In order to train language models to be good software engineers, we need large amounts of high-quality training data — examples of software bugs and what steps were taken in order to fix them. But collecting such data is difficult: it often requires hours of manual work and complex setups that are hard to scale.

That's where SWE-smith comes in.

SWE-smith is a system that automatically creates realistic training data for AI agents that work with code. Given any existing software project, it builds a runnable version of the code and then generates hundreds or thousands of small tasks — for example, by artificially introducing a bug. We can then use existing language models to attempt to fix these bugs, keep only the successful attempts, and then use this data to train a new language model.

We used SWE-smith to generate over 50,000 tasks from 128 popular open-source repositories and trained SWE-agent-LM-32B, using this data. This language model achieved the top scores among open-source models, and outperformed GPT-4o on SWE-bench Verified, a benchmark that tests AI agents on real-world software engineering tasks.

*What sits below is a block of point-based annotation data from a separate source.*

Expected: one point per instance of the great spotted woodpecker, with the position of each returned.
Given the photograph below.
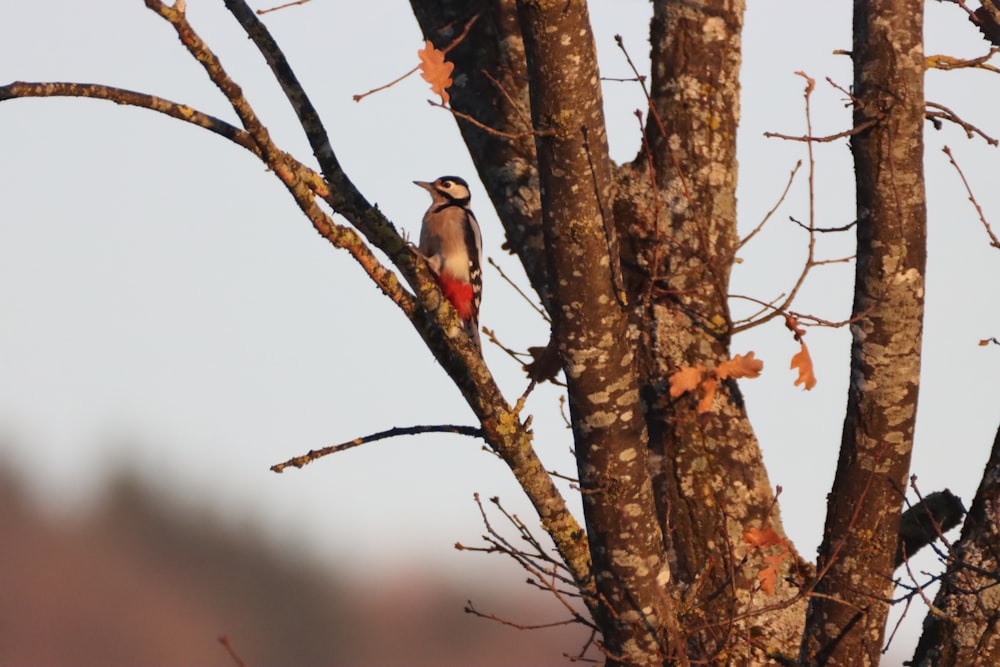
(452, 244)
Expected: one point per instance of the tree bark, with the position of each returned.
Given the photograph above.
(590, 329)
(962, 628)
(846, 622)
(676, 208)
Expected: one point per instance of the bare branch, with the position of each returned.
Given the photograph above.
(944, 113)
(831, 137)
(994, 241)
(312, 455)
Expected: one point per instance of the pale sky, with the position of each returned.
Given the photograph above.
(164, 306)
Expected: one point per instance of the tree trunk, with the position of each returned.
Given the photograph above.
(677, 213)
(846, 622)
(962, 628)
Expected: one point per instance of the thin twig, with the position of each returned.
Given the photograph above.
(824, 230)
(485, 128)
(536, 308)
(777, 204)
(994, 241)
(857, 129)
(944, 113)
(224, 640)
(950, 62)
(261, 12)
(312, 455)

Despite recent progress in Language Models for software engineering, collecting training data remains a significant pain point. The procedures to curate such datasets are often complex, necessitating hundreds of hours of human labor; companion execution environments also take up several terabytes of storage, severely limiting their scalability and usability.

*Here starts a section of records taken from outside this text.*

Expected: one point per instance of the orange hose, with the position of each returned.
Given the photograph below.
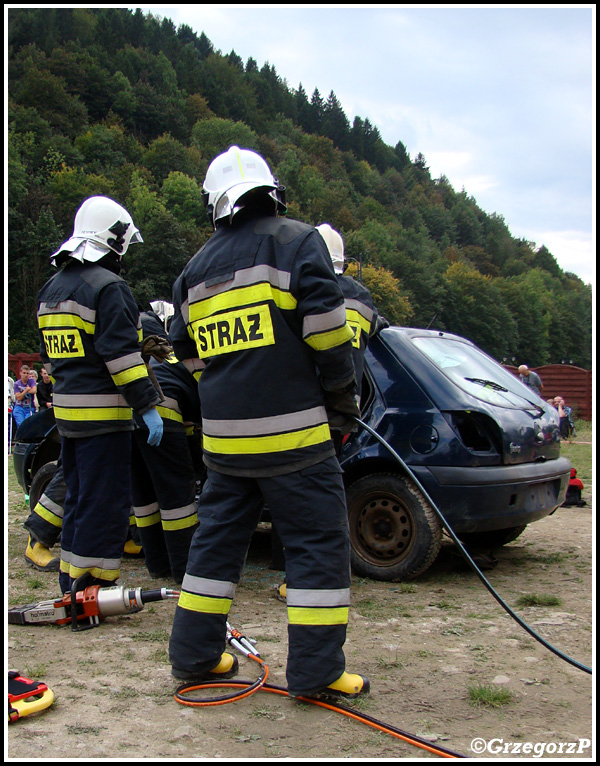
(261, 685)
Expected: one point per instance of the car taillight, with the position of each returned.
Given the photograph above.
(478, 432)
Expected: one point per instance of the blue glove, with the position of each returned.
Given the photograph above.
(155, 425)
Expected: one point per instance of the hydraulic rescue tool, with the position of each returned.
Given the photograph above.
(86, 608)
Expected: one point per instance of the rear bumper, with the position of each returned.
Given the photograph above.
(496, 497)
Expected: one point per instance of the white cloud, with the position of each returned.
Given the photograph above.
(499, 99)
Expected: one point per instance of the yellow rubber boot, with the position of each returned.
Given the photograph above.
(227, 667)
(132, 549)
(348, 686)
(39, 557)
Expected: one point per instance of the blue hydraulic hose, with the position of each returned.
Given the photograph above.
(468, 558)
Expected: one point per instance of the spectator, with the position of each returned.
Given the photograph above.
(25, 389)
(44, 390)
(574, 491)
(567, 427)
(530, 379)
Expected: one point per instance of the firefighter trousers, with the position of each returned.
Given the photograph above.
(308, 508)
(97, 473)
(44, 523)
(163, 497)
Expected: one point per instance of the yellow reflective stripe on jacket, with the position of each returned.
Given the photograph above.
(67, 321)
(168, 414)
(239, 297)
(93, 413)
(127, 376)
(258, 445)
(298, 615)
(326, 340)
(355, 317)
(205, 604)
(148, 521)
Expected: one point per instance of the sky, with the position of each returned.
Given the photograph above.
(499, 99)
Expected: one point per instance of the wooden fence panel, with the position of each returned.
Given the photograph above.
(574, 384)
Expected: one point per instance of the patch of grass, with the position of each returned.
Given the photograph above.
(390, 662)
(538, 599)
(151, 635)
(487, 695)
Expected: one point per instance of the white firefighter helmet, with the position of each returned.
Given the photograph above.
(163, 310)
(235, 173)
(101, 225)
(335, 245)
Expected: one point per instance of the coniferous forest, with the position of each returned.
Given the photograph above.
(121, 103)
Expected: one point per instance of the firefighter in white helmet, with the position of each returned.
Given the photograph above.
(259, 309)
(361, 314)
(364, 320)
(164, 477)
(90, 335)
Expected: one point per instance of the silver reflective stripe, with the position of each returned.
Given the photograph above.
(361, 308)
(205, 587)
(312, 598)
(185, 311)
(145, 510)
(178, 513)
(87, 562)
(69, 307)
(124, 362)
(89, 400)
(324, 322)
(242, 278)
(259, 426)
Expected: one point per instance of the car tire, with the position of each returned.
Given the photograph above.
(40, 481)
(493, 539)
(394, 532)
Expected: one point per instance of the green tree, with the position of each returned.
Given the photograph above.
(216, 135)
(182, 196)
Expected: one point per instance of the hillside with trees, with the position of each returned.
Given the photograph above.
(121, 103)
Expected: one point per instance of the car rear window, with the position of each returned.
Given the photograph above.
(477, 374)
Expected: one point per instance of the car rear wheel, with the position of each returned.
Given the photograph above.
(40, 481)
(394, 532)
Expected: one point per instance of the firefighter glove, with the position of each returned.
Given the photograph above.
(155, 425)
(342, 409)
(157, 347)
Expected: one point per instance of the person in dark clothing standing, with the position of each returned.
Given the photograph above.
(44, 390)
(260, 310)
(90, 335)
(164, 477)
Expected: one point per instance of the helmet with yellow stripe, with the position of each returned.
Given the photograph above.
(232, 177)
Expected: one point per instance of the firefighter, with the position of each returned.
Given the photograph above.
(363, 318)
(361, 314)
(259, 309)
(164, 477)
(90, 332)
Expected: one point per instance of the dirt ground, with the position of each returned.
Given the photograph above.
(423, 644)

To address this pain point, we introduce SWE-smith, a novel pipeline for generating software engineering training data at scale. Given any Python codebase, SWE-smith constructs a corresponding execution environment, then automatically synthesizes 100s to 1,000s of task instances that break existing tests in the codebase. Using SWE-smith, we create a dataset of 50k instances sourced from 128 GitHub repositories, an order of magnitude larger than all previous works.

We train SWE-agent-LM-32B, achieving 40.2% Pass@1 resolve rate on the SWE-bench Verified benchmark, outperforming GPT-4o and setting state of the art among open source models. We open source SWE-smith (collection procedure, task instances, trajectories, models) to lower the barrier of entry for research in LM systems for automated software engineering.